Out of the corner of her eye, Neeco strode toward them. "I'll take care of this."
She sucked in her breath as he snatched up the bull hook. "No! Don't hit him! It was my fault. I—" Ignoring the pain, she scrambled to her feet and leaped forward to put herself between Neeco and Tater, but she was too late.
Horrified, she watched as Neeco struck the baby on the tender spot behind his ear. Tater squealed and backed away. Neeco advanced on him again, bull hook raised for a second blow.
"That's enough, Neeco."
She didn't hear Alex's soft words of warning because she was already throwing herself at Neeco's back. "Don't hit him again!" With a cry of indignation, she lunged for the bull hook.
Startled, Neeco stumbled and then, regaining his balance, cursed and spun around. As she lost her grip
on his shoulders, she felt herself slipping, but instead of falling to the pavement for the second time that day, Daisy felt Alex catch her under the arms. "Easy, there."
Sheba rushed up. "For God's sake, Alex, we've got newspaper people on the lot."
As he set her back on her feet, Daisy braced herself for a lambasting. To her surprise, Alex turned to Neeco instead. "I think Tater got the point the first time."
Neeco stiffened. "You know as well as I do there's nothing more dangerous than an elephant that's
turned on his handlers."
Daisy couldn't hold her tongue. "He's just a baby! And it was my fault.
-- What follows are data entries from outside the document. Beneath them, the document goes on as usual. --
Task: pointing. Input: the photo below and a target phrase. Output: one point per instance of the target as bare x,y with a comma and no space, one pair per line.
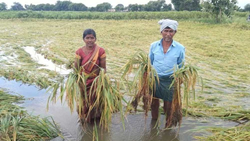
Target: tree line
217,8
159,5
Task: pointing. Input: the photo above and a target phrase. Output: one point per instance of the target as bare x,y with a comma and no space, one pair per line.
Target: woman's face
89,40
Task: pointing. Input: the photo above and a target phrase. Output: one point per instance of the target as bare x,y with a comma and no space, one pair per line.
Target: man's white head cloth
168,23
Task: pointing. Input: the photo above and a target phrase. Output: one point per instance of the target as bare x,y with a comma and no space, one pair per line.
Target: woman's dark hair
87,32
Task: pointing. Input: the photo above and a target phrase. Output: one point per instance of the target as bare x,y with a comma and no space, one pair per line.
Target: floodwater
137,128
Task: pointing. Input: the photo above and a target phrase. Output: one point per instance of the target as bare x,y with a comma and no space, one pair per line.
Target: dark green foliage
189,5
17,6
247,7
104,15
3,6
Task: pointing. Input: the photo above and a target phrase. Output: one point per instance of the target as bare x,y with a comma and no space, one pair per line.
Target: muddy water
137,128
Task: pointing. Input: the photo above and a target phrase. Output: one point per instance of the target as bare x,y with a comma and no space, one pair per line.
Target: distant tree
177,4
218,8
77,7
103,7
167,7
3,6
92,9
49,7
119,7
141,7
133,7
189,5
154,5
17,6
62,5
247,7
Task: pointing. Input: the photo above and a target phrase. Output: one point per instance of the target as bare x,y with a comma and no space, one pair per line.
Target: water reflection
137,127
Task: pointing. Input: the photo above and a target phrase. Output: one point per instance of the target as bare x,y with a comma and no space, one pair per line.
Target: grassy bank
103,15
17,124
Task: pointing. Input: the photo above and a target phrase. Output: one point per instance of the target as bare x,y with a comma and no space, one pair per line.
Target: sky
93,3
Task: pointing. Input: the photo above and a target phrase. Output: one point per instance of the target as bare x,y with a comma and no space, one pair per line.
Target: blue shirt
164,63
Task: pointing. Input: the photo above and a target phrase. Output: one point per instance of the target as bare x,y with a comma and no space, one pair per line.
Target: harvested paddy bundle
186,76
144,79
102,98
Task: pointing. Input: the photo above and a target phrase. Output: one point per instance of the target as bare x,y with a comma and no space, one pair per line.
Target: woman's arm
103,63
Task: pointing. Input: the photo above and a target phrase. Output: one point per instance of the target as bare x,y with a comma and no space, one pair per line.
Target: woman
89,58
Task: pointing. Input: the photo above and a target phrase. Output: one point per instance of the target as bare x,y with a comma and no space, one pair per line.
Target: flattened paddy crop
220,51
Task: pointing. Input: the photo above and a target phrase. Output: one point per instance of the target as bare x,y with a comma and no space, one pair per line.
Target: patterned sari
90,66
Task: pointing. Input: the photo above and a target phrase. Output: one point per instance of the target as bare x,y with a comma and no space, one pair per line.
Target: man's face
168,34
89,40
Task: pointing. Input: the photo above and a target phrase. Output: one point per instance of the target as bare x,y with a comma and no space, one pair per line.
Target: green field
220,51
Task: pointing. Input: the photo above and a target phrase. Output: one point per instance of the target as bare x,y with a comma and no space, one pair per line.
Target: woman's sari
90,67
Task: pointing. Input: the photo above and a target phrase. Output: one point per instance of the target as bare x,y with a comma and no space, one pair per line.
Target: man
165,54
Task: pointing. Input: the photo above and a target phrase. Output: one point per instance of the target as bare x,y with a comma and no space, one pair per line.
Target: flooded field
136,126
36,52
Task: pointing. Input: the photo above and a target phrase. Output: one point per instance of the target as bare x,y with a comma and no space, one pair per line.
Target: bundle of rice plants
186,76
17,124
144,79
101,97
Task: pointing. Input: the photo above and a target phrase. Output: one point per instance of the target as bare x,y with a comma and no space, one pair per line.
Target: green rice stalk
186,75
144,79
106,95
16,124
108,99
I wasn't wearing perfume, and
he got upset."
"Be quiet, Daisy," Alex said softly.
"He's a one-ton baby." Neeco's lips narrowed. "I won't let anybody who's working for me get sentimental about the animals. We don't ever take chances with safety. People's lives are at stake, and the animals have to know who's in charge."
All her frustration boiled over. "The animals' lives have value, too! Tater didn't ask to be stuck in this awful circus. He didn't ask to be lugged all over the country in a smelly truck, to be chained and shackled and paraded around in front of a bunch of ignorant people. God didn't create elephants to stand on their heads and do tricks. They were meant to roam free."
Sheba crossed her arms and lifted a sarcastic eyebrow. "Next thing you know, Alex, she'll be throwing
red paint at fur coats. Either control your wife or get her the hell out of my circus."